In recent years, ransomware attacks have become one of the biggest cyber threats to companies in Brazil and around the world. In this scenario, digital law specialist Gabriel Araújo Souto from PG Advogados explains the essential legal steps that companies and professionals should take when victims of this type of crime.
"The first mistake many companies make is acting without specialized legal advice," warns the lawyer. According to him, the rush to recover data leads many organizations to make hasty decisions that can worsen the legal situation. "Paying a ransom, for example, is not a crime in Brazil, but it must be approached with caution, as it can have ethical and legal implications," he explains.
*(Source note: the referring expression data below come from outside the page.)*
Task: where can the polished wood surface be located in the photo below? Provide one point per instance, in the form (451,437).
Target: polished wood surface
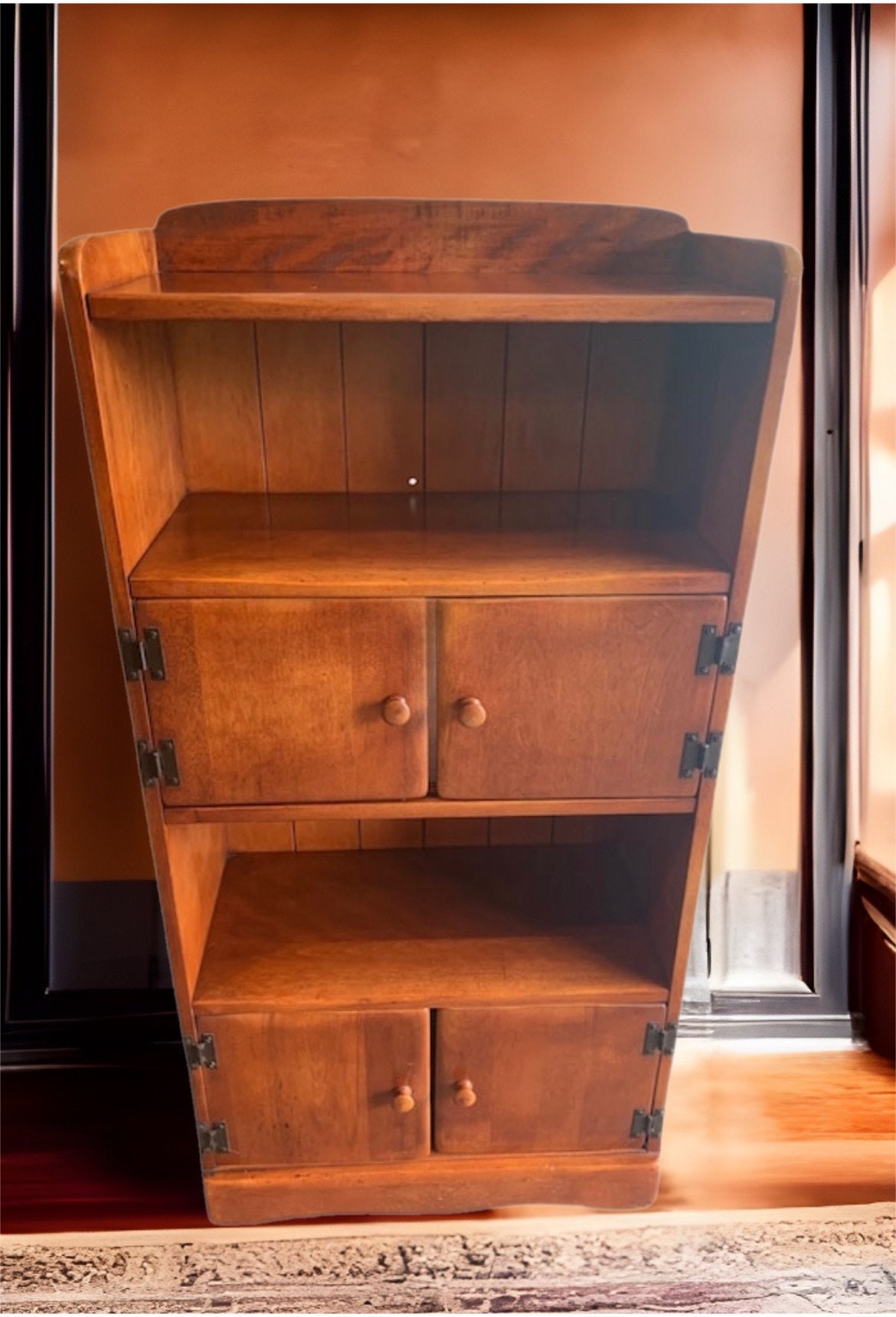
(219,413)
(431,808)
(318,1088)
(414,298)
(424,927)
(563,1079)
(583,696)
(382,545)
(414,236)
(801,1129)
(453,1185)
(276,700)
(546,446)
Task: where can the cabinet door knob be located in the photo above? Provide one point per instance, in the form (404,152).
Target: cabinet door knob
(464,1095)
(396,710)
(471,711)
(404,1099)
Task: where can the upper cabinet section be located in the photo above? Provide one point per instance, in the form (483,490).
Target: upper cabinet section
(429,261)
(426,398)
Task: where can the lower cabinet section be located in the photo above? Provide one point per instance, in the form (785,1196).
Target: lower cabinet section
(311,1088)
(547,1079)
(352,1088)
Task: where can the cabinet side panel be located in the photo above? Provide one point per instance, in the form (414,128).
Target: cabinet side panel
(547,371)
(384,407)
(626,404)
(301,376)
(127,397)
(197,854)
(217,384)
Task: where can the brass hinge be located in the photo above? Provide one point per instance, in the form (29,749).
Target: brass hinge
(159,764)
(647,1125)
(701,757)
(201,1051)
(658,1039)
(212,1138)
(718,651)
(141,655)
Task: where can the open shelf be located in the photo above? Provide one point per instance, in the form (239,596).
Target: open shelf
(426,927)
(420,298)
(358,545)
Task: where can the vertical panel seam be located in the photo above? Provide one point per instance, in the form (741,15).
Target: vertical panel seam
(261,409)
(344,413)
(588,385)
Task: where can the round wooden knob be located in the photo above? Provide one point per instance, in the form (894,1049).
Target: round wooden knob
(404,1099)
(471,711)
(464,1095)
(396,710)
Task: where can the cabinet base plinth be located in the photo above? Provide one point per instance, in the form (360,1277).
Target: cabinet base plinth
(431,1187)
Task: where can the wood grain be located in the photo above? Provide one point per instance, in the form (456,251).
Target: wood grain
(424,927)
(456,1185)
(384,407)
(217,384)
(626,406)
(450,544)
(547,369)
(195,859)
(583,696)
(464,406)
(563,1079)
(281,700)
(382,298)
(301,381)
(430,808)
(312,1088)
(260,837)
(414,236)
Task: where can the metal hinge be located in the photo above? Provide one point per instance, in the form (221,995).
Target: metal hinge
(159,764)
(658,1039)
(721,651)
(201,1051)
(701,757)
(141,655)
(647,1125)
(212,1138)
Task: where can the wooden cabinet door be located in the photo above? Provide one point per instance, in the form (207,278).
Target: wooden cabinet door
(310,1088)
(278,700)
(571,697)
(547,1079)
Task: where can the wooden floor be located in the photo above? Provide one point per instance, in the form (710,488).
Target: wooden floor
(111,1149)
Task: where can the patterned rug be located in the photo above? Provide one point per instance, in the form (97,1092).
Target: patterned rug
(830,1260)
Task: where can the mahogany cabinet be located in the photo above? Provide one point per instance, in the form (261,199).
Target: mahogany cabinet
(429,528)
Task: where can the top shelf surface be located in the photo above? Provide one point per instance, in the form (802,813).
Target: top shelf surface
(422,298)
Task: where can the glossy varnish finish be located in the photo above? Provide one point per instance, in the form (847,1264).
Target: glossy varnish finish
(283,700)
(575,696)
(429,499)
(309,1088)
(430,927)
(546,1079)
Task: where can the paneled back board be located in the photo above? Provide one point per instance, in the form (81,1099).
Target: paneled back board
(429,528)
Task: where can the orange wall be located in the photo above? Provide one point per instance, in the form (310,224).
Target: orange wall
(693,108)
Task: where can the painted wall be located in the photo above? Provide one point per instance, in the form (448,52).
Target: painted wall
(693,108)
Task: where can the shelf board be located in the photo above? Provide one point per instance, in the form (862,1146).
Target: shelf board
(382,296)
(431,808)
(426,927)
(368,545)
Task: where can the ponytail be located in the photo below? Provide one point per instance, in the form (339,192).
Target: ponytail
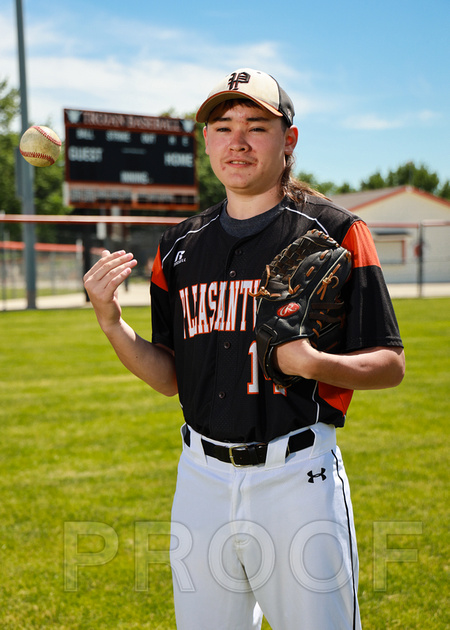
(294,189)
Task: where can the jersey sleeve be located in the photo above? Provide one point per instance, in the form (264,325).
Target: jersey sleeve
(162,328)
(371,319)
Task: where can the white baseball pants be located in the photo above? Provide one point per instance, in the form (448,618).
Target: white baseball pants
(275,539)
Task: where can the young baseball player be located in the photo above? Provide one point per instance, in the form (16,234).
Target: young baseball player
(262,516)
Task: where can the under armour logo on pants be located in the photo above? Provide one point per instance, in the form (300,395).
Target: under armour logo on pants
(312,477)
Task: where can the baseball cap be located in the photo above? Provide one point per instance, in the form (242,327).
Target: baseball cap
(255,85)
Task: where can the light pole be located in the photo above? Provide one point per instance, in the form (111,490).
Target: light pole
(25,177)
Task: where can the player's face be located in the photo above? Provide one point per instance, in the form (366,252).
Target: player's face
(247,147)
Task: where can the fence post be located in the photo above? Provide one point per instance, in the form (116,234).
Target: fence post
(420,261)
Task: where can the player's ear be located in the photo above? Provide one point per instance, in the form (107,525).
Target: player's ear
(290,140)
(205,135)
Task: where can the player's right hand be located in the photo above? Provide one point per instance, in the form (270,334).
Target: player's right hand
(102,281)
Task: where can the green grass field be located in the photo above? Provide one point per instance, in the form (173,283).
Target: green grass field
(89,453)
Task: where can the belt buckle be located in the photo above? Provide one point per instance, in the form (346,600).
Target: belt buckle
(244,447)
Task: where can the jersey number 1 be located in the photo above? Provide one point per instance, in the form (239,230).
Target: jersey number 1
(253,384)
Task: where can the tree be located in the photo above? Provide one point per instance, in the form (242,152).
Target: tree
(410,175)
(48,182)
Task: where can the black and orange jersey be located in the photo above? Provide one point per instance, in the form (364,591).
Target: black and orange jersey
(202,310)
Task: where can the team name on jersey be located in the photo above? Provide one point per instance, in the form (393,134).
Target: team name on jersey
(218,306)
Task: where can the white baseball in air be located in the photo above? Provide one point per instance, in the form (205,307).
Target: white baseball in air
(40,146)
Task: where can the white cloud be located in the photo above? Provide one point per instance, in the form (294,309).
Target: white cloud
(374,122)
(131,67)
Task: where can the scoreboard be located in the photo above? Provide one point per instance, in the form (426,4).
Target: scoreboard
(129,161)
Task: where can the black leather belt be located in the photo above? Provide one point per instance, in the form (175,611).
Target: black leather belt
(251,454)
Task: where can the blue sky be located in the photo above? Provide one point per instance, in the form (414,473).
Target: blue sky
(370,80)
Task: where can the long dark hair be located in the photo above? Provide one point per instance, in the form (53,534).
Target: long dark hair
(293,188)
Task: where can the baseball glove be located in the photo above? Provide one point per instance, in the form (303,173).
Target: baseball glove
(299,297)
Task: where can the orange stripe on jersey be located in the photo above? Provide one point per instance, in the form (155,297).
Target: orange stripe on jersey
(336,397)
(359,242)
(158,276)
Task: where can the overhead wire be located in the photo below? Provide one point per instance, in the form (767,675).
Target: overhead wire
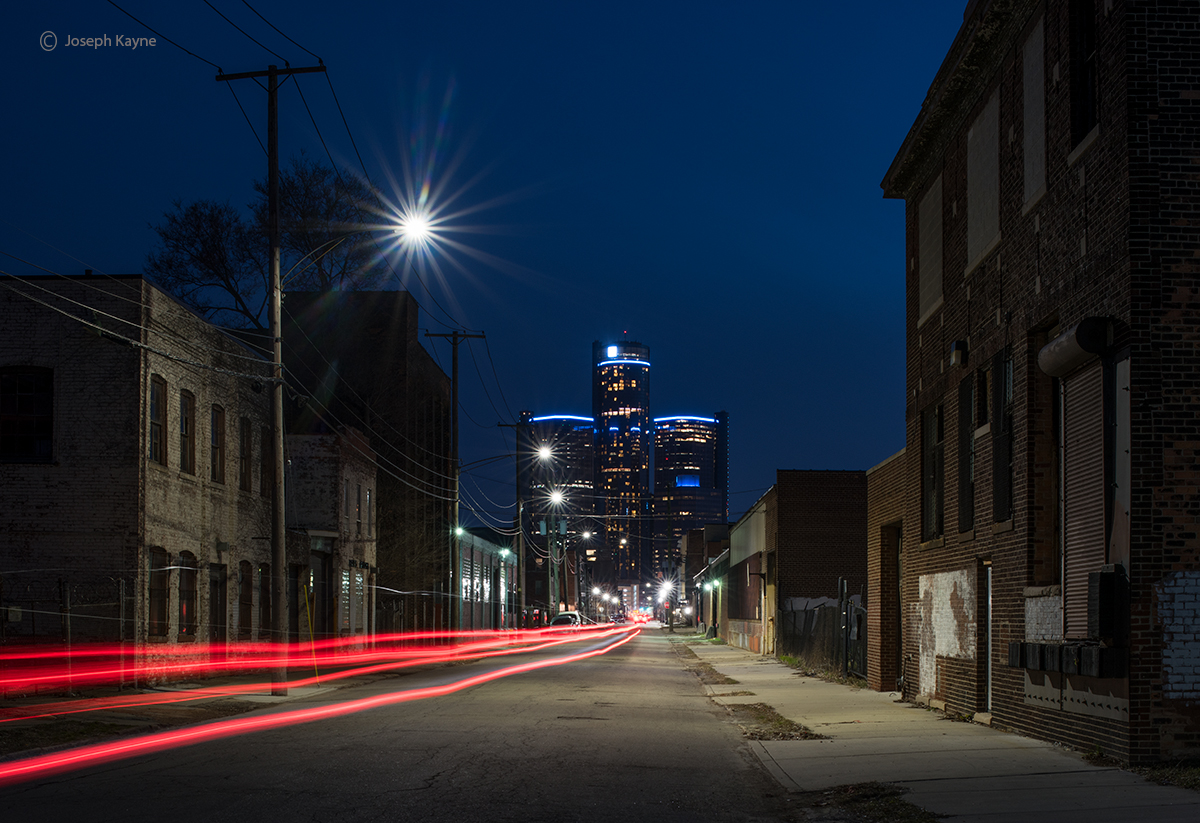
(165,37)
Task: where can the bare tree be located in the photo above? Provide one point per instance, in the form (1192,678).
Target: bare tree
(216,259)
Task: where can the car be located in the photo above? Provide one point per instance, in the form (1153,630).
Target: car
(570,619)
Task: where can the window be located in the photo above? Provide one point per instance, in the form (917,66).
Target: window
(27,414)
(264,600)
(966,452)
(267,470)
(160,578)
(929,251)
(983,182)
(1084,491)
(1035,124)
(1084,83)
(245,448)
(1002,436)
(187,432)
(187,599)
(216,455)
(159,420)
(245,600)
(933,472)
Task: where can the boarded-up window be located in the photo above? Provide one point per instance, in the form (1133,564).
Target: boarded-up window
(216,445)
(1035,143)
(983,182)
(264,601)
(933,472)
(929,250)
(27,414)
(187,605)
(1083,457)
(187,432)
(245,600)
(966,454)
(160,577)
(245,448)
(159,420)
(1002,436)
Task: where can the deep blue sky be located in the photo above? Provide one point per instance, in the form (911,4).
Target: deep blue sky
(703,175)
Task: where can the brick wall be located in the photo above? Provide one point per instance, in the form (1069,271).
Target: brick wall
(885,524)
(1113,236)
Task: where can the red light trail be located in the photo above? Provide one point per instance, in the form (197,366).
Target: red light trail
(41,766)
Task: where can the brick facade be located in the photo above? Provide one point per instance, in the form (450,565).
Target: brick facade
(885,526)
(1089,284)
(83,522)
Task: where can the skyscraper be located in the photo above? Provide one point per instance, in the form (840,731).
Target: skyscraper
(690,480)
(621,406)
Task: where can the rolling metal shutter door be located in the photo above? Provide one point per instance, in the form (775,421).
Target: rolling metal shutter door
(1084,491)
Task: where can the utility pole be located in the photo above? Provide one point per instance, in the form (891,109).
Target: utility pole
(279,529)
(521,427)
(455,337)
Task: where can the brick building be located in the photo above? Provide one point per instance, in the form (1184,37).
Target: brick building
(793,545)
(330,511)
(1050,560)
(886,499)
(131,464)
(354,360)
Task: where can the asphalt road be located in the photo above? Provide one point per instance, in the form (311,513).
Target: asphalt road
(627,736)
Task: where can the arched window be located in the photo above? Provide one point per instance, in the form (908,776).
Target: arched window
(160,577)
(27,414)
(245,599)
(187,599)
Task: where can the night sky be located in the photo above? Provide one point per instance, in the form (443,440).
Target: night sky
(701,176)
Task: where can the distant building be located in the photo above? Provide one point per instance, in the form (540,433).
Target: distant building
(354,360)
(690,482)
(1048,552)
(621,407)
(557,456)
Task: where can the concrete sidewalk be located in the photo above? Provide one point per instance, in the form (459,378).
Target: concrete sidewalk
(963,770)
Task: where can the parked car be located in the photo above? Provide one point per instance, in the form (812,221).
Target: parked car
(570,619)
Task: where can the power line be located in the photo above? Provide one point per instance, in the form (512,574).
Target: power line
(245,32)
(162,35)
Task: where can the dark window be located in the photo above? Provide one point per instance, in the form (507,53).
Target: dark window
(1002,436)
(187,432)
(933,472)
(187,605)
(267,470)
(160,577)
(159,420)
(217,446)
(264,601)
(27,414)
(966,452)
(245,600)
(245,448)
(1084,82)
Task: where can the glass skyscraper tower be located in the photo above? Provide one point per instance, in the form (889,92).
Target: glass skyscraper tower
(621,407)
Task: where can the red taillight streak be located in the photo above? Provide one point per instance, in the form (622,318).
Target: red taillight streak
(249,656)
(95,704)
(106,752)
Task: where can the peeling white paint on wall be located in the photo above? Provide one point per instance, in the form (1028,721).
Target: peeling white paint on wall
(947,623)
(1179,611)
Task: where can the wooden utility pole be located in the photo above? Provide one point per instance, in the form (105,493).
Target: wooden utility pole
(456,590)
(279,529)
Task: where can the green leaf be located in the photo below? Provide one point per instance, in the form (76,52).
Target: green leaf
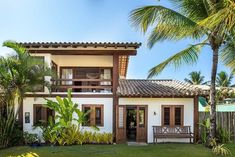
(187,56)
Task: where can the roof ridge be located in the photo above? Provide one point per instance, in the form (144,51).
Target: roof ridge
(147,79)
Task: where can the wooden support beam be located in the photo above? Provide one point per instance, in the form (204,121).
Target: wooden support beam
(115,85)
(196,119)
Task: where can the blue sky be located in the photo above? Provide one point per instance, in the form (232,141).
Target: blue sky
(93,20)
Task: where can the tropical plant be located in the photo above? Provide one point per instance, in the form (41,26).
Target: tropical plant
(65,128)
(30,138)
(222,135)
(19,73)
(223,93)
(195,78)
(65,109)
(186,20)
(223,79)
(205,129)
(221,150)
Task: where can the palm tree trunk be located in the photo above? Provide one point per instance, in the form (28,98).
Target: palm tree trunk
(213,92)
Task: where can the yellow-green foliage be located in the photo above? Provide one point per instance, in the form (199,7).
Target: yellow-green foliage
(221,150)
(97,138)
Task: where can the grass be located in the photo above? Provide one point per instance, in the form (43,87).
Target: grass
(158,150)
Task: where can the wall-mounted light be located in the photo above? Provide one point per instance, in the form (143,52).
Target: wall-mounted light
(154,113)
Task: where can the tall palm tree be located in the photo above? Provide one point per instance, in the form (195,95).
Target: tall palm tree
(195,78)
(223,79)
(21,73)
(183,22)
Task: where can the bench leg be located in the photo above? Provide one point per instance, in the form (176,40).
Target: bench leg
(154,140)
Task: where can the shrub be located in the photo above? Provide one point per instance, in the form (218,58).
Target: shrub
(223,135)
(221,150)
(30,139)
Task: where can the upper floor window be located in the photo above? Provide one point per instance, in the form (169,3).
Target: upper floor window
(96,115)
(172,115)
(87,79)
(39,60)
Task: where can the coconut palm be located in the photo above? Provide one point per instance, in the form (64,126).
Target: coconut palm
(19,73)
(195,78)
(223,79)
(183,22)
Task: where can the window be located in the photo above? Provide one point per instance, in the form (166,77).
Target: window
(96,115)
(172,115)
(39,62)
(121,117)
(67,73)
(141,117)
(41,113)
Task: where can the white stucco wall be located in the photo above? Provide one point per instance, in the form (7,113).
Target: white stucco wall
(154,105)
(108,112)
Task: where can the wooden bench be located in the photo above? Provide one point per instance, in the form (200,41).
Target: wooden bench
(172,132)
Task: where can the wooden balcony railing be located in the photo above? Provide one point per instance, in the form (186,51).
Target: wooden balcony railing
(82,85)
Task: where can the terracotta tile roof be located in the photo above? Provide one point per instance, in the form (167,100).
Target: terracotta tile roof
(79,44)
(157,88)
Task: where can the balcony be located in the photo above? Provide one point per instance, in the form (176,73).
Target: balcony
(82,85)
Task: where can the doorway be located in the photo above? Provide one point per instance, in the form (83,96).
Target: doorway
(131,121)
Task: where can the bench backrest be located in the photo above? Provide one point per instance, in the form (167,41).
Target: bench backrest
(171,130)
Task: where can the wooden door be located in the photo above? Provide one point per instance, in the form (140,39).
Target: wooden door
(141,125)
(121,124)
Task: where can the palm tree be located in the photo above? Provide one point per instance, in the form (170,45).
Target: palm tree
(21,73)
(195,78)
(223,79)
(183,22)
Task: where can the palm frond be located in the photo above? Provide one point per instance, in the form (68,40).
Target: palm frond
(167,23)
(228,54)
(196,10)
(187,56)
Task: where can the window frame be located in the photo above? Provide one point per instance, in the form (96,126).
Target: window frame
(92,114)
(172,115)
(43,87)
(44,115)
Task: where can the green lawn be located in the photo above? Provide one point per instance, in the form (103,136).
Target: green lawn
(158,150)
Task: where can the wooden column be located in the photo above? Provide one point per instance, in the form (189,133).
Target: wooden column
(115,97)
(196,120)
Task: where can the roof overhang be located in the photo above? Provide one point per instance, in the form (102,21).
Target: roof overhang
(124,50)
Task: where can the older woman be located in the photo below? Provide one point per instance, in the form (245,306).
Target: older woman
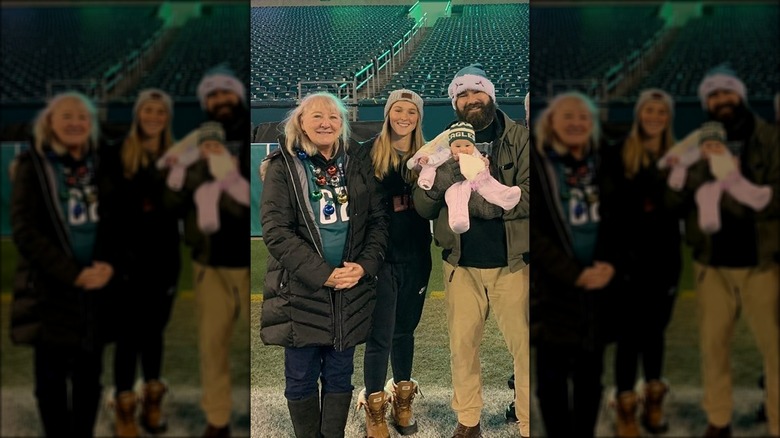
(57,301)
(147,235)
(651,231)
(574,257)
(326,233)
(404,278)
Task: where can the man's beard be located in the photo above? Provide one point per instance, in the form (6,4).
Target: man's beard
(223,113)
(722,114)
(478,119)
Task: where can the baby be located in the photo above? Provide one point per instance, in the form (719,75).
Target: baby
(723,166)
(460,140)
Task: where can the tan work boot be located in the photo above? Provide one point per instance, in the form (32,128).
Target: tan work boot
(403,395)
(125,425)
(151,409)
(463,431)
(626,406)
(652,414)
(375,405)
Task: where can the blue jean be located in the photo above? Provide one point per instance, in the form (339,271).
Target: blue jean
(303,367)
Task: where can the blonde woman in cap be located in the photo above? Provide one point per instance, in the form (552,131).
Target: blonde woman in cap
(403,279)
(59,298)
(326,232)
(146,235)
(640,194)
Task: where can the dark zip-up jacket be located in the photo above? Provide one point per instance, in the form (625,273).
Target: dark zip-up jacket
(298,311)
(47,308)
(563,313)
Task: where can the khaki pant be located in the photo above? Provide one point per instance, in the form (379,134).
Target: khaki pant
(469,297)
(724,294)
(222,297)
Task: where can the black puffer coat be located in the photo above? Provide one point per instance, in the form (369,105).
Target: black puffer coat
(298,311)
(47,308)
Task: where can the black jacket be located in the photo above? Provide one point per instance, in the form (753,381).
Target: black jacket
(409,233)
(47,308)
(647,218)
(298,311)
(563,313)
(144,235)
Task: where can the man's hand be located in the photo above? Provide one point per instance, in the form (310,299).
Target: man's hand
(95,276)
(596,277)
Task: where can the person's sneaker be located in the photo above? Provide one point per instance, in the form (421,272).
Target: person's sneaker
(760,414)
(462,431)
(718,432)
(511,416)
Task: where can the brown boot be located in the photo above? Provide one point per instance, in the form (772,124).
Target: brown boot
(403,396)
(151,412)
(125,425)
(375,405)
(626,415)
(652,414)
(463,431)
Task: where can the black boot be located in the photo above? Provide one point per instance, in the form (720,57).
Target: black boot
(335,410)
(305,415)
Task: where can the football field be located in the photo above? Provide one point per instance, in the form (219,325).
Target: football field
(261,409)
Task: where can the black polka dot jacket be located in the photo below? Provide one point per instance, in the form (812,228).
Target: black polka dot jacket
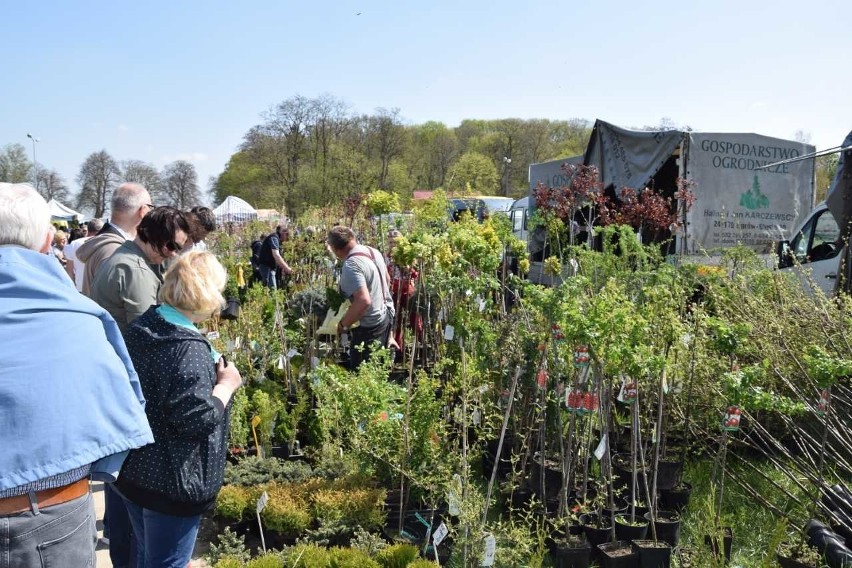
(182,471)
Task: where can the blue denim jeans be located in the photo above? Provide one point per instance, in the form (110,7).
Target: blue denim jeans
(55,537)
(162,541)
(121,551)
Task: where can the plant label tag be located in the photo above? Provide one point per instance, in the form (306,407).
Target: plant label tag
(261,503)
(440,534)
(490,550)
(599,451)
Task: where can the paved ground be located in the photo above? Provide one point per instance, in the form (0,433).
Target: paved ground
(102,552)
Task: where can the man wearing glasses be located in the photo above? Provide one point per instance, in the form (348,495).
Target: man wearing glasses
(127,283)
(130,202)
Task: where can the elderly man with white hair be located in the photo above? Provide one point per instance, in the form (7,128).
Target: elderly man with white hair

The specialist highlights three legal measures necessary after an attack
1. Preservation of evidence- Turning off affected systems without technical guidance can destroy important evidence for investigations;
2. Notification to authoritiesThe LGPD (General Data Protection Law) requires communication to the ANPD (National Data Protection Authority) within 72 hours in the event of a personal data breach;
3. Contract analysis- It is essential to verify obligations with clients and suppliers regarding data protection.
For prevention, Souto recommends that companies include specific clauses on cybersecurity in contracts with IT suppliers; develop an incident response plan aligned with legal requirements; and conduct periodic audits to verify compliance with data protection standards.
"The legal aspect of digital security is often overlooked until it is too late. Preventive advisory can avoid not only the damages of the attack itself but also the legal consequences that can persist for years," concludes the specialist.